About the space agency's proposed budget for 2001, which boosts Spending from $13.6 billion to $14.035 billion, most members expressed support. In The five year run out of the budget - when President Clinton is out of office -the Administration proposes to increase funding for NASA to $15.5 billion. (Had NASA received the same amount as in 1992, plus inflation, it would today be funded at $16.8 billion.)

Following are some of the major issues contained in Mr. Goldin's testimony:

NASA proposes to spend an additional $1.5 billion to upgrade the Space Shuttles over the next five years for a total of $2.1 billion. The space agency had planned to fly eight shuttle missions in 1999, but completed only four.

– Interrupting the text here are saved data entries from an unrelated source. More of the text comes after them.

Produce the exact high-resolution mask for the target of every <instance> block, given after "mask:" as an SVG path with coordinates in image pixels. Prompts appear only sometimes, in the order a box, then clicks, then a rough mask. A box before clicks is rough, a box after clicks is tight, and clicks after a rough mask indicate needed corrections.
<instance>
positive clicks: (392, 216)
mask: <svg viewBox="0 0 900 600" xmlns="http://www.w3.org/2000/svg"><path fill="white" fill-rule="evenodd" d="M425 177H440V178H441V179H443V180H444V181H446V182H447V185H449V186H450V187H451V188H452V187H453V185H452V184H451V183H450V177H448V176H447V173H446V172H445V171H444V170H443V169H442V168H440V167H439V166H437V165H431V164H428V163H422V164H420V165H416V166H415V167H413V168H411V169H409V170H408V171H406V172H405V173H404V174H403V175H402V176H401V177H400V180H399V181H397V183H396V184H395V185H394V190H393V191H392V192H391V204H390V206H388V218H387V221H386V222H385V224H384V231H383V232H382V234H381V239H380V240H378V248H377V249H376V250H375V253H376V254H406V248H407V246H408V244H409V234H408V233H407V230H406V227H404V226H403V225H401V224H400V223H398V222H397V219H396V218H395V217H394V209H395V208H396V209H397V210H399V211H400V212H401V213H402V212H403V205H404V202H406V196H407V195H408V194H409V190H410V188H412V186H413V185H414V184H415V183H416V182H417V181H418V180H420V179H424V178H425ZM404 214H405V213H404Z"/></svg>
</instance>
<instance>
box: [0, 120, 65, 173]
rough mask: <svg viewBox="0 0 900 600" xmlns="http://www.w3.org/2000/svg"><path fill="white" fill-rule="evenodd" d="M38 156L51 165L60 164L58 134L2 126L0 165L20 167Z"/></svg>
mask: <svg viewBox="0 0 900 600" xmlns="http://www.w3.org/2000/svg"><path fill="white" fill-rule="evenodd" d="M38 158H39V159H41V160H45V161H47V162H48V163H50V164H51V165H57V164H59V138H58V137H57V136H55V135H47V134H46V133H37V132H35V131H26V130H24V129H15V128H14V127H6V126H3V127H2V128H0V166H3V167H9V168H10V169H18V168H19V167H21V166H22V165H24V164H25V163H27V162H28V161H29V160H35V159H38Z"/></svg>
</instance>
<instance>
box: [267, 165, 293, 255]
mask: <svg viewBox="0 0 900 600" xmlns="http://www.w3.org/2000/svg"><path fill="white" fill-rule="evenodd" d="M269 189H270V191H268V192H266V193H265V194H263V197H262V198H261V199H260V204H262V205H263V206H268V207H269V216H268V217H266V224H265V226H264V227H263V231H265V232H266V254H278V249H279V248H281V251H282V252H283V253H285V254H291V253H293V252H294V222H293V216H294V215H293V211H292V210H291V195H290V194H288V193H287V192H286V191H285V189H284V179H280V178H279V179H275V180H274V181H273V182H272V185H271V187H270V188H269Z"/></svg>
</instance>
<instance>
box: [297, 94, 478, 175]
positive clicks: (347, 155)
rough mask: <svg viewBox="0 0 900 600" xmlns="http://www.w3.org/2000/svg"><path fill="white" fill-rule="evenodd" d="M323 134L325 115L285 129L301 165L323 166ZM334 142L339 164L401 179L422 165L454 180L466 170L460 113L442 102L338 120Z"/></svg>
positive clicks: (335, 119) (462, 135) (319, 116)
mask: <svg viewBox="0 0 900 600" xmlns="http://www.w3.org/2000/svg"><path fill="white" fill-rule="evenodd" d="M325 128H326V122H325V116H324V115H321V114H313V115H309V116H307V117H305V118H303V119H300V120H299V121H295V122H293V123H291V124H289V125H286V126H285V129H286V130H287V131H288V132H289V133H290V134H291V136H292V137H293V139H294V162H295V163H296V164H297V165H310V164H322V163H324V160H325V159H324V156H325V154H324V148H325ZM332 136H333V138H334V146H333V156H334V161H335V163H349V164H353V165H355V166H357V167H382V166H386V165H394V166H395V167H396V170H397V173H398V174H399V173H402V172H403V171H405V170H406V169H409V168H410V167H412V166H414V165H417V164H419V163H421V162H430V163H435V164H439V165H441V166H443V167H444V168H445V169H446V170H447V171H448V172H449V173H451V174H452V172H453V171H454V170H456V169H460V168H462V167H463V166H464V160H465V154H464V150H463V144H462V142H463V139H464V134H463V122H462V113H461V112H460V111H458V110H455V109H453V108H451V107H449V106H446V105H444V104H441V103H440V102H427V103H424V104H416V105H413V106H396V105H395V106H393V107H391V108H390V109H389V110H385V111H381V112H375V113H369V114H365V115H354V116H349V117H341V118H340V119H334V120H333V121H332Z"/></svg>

This means each flight cost taxpayers about $800 million. NASA is hoping to carry out nine missions in 2000.

For the new Space Launch Initiative (mentioned above), NASA wants to spend $4.5 billion over five years to develop a second generation reusable launch vehicle. Unfortunately, little new money is made available in 2001 to begin the work. The additional spending on space transportation may never materialize and is dependent upon decisions that will be made by the next administration.

In space science, the Mars program receives more funding. Some of the money will be used for a Mars Communication Network. Where the rest will be allocated is dependent upon the recommendations of an independent panel that is reviewing the Mars Program, following the failure last year of two probes to the red planet.

In FY 2002, Mr. Goldin said NASA will down-select to two contractors to get ready for a production decision on the Crew Return Vehicle, which has been delayed 12 to 18 months. Because assembly of the ISS is so far behind schedule, however, the delay may have minimal impact. Until the arrival of the CRV, Mr. Goldin said, the Russian Soyuz will be the only means of crew rescue.

NASA boosts next year's microgravity budget by ten percent. However none of the additional funds are used to expand and validate commercial technologies. In 1998, NASA said it would set aside 30 percent of the station on for commercial activities. But private industry will not be able to take future advantage of this opportunity because NASA has failed to adequately support commercial activities.

About the TransHab module for the space station, Mr. Goldin said industry had recently submitted proposals that are now being evaluated. A TransHab module would provide substantially more room for personnel aboard the station and better protection from radiation. Mr. Goldin said the module would have to be built without requiring any redesign of the space station and the contractor must have adequate financial resources. Will the project go forward? Mr. Goldin said, "I think it will happen in the not too distant future."